The story goes that when the body was exhumed, three old men appeared at a tea-house where the gravediggers were resting and warned them not to proceed. Sure enough, when his coffin was opened, they found written inside the threat that ‘whoever opens my tomb shall unleash an invader more terrible than I’. A day later, on June 22 1941, the Nazis invaded the Soviet Union."
"Director Sam Shammas' admirable and pertinent resurrection of part one of Marlowe's fascinating two parter deploys a small cast in this unkindly proportioned, slightly cold space.
But these drawbacks are used to focus intelligently on the chilling linguistic subtleties of [the] play...
Unfolding on a spare set effectively bedecked with plastic dolls...Brendan Fleming portrays the hero as much more than a simple Renaissance over-reacher.
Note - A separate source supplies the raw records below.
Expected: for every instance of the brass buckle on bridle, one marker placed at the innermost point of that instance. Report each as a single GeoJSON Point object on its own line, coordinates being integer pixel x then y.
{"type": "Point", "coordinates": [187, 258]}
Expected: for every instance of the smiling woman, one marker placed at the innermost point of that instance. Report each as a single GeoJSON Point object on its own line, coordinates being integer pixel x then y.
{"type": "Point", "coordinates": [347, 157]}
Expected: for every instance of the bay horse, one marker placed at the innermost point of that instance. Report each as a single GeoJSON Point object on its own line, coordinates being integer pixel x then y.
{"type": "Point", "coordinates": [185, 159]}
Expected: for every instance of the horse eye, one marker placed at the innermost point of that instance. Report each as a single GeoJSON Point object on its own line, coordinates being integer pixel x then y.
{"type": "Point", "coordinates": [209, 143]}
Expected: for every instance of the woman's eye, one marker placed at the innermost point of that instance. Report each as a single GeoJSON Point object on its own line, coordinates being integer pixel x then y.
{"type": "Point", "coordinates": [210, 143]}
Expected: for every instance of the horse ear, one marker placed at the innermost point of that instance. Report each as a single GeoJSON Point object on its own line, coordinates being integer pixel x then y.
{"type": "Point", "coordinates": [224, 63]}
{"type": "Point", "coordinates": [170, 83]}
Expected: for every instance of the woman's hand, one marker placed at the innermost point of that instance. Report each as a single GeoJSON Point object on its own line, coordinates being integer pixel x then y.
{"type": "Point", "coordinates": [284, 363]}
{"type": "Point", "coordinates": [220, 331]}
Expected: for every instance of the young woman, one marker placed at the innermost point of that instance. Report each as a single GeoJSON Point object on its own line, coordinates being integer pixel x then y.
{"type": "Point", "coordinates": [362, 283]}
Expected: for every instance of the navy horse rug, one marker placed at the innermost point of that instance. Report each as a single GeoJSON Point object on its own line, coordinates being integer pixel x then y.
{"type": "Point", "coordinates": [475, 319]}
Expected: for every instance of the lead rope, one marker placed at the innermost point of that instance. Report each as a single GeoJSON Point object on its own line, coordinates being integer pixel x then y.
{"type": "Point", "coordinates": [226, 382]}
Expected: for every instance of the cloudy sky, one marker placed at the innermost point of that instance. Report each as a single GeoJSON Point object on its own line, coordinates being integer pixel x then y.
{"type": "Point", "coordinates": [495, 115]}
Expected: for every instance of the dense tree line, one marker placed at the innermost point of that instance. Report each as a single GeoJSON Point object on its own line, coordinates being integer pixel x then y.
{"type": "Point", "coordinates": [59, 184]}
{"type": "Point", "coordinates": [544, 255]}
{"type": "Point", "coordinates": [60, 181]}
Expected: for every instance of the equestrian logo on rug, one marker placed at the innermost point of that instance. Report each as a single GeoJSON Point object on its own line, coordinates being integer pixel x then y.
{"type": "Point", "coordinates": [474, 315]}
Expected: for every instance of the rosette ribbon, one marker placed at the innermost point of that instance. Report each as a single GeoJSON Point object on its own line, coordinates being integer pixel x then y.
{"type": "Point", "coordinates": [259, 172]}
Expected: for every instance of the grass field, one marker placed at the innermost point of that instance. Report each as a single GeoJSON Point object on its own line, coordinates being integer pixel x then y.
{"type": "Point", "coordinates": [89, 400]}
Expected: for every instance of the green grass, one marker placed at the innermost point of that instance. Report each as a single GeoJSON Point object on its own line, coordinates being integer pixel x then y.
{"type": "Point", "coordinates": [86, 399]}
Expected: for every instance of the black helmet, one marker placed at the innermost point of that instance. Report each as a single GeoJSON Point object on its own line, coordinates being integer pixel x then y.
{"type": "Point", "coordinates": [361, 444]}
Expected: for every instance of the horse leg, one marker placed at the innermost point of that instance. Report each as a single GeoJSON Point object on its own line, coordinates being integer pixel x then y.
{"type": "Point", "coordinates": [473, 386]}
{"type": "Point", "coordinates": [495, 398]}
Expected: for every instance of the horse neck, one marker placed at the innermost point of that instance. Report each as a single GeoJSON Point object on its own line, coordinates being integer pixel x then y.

He perfectly captures Tamburlaine's manic calm and brings to the fore the former shepherd's ability to control his world through a masterly grasp of rhetoric, whether winning the loyalty of men or charming the pants off his wife, Catherine Harvey's Zenocrate.
On this evidence it seems Shammas could not revive the second part too soon."
A Scythian shepherd, Tamburlaine, rises by his martial conquests to become the most powerful man in the world. His victories come about not only by fearlessness in battle, but by a formidable command of persuasive rhetoric. Having seized Princess Zenacrate of Egypt, he goes on to overpower Persia, Turkey (placing its humiliated Emperor in a cage for his follower's edification), Damascus and Arabia. Only his love for Zenocrate stops Tamburlaine short of slaughtering her father, the Soldan of Egypt.
The 14th century Mongol conqueror Timur, on whom Marlowe based his hero, ordered the decapitation of a million men and used their heads to construct a slowly rotting monument to his own greatness. Originally Marlowe had no intention of following what we now call 'Tamburlaine Part I' with a sequel, and only did so when public acclaim demanded it. The intention of this first episode, taken on its own terms, seems to be to ask of his audience some disturbing questions concerning the apparent failure of heaven to strike down a man so brutal, so blasphemous and so unrepentant.
KING OF ARABIA
DIRECTOR & DESIGNER
Sam Shammas Productions
"I will with engines, never exercised,
Conquer, sack and utterly consume
Your cities and your golden palaces,
And with the flames that beat against the clouds
Incense the heavens, and make the stars to melt,
And till by vision or by speech I hear
Immortal jove say, cease my Tamburlaine,
I will persist a terror to the world."